Tuesday, May 25, 2010

Time for an another episode of. . .

"Two men say they're Jesus. One of them must be wrong."

You may have heard the allegations that Joe Sestak, the Democratic Senate candidate who knocked off Snarlin' Arlen Specter in the Pennsylvania primary a week ago, has made concerning a job offer that someone in the Obama administration made, assuming he would discreetly leave the race against Specter. Sestak has been pretty clear about it and mentioned the topic again over the weekend on Meet the Press.

Now comes White House operative David Axelrod, recent Beloit College commencement speaker (and as a Beloit alum I couldn't be more proud), who suggests that Sestak isn't exactly telling the truth:

Senior adviser to the president David Axelrod said Monday evening that there is “no evidence” that White House officials tried to keep a Democratic congressman from entering the Pennsylvania Senate race by offering him a high-ranking government job.

“When the allegations were made, they were looked into. And there was no evidence of such a thing,” Axelrod said on CNN’s “John King USA.”

Axelrod acknowledged that if White House officials dangled a job in front of Rep. Joe Sestak’s face to keep him away from challenging incumbent Sen. Arlen Specter, that would “constitute a serious breach of the law.”
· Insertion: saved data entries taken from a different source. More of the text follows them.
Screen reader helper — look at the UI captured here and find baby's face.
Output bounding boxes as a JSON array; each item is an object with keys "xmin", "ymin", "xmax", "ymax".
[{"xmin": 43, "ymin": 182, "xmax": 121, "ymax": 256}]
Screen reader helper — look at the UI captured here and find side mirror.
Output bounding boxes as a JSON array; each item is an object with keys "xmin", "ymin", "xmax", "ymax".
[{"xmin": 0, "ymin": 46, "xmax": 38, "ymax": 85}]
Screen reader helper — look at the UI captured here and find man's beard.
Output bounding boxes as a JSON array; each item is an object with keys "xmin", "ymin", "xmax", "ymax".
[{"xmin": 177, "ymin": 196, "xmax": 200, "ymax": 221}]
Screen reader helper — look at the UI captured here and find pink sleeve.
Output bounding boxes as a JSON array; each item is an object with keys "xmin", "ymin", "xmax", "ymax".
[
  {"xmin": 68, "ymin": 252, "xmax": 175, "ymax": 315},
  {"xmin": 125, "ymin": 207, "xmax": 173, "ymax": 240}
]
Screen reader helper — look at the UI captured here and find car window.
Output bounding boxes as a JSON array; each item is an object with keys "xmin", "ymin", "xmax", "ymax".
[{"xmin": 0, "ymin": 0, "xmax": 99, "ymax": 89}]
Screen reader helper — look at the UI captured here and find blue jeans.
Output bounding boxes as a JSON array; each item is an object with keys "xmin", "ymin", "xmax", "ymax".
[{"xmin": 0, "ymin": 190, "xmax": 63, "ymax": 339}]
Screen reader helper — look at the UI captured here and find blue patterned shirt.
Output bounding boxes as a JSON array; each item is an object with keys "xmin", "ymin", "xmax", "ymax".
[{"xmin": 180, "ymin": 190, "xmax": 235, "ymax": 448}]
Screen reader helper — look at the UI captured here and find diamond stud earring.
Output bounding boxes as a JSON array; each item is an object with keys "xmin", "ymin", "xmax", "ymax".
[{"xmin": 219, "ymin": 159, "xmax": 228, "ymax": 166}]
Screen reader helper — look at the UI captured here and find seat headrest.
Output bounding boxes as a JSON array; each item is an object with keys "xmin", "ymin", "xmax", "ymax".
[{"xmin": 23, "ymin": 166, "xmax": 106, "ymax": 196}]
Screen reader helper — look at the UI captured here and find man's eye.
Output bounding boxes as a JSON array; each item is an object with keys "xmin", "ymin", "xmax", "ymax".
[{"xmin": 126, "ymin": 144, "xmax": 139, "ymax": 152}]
Axelrod also acknowledged that there were “conversations” involving White House officials and Sestak, but said that those had been “looked at” by White House lawyers and “their conclusion was that it was perfect — the conversations were perfectly appropriate.”
So Sestak is lying, then? Or is Axelrod? No wonder President Obama would rather do interviews with Marv Albert than take a chance with an increasingly restive White House press corps.

4 comments:

3john2 said...

Perhaps it was Tubby Smith who offered him the job?

Mr. D said...

As Professor Reynolds would say, "Heh."

Gino said...

'there is no proof'.

well, that settles it then.

Anonymous said...

This is from the crowd of people who say "That depends on what your definition of is is..." George Kostanza once put it best on Seinfeld: "Jerry it's not a lie if you believe it yourself."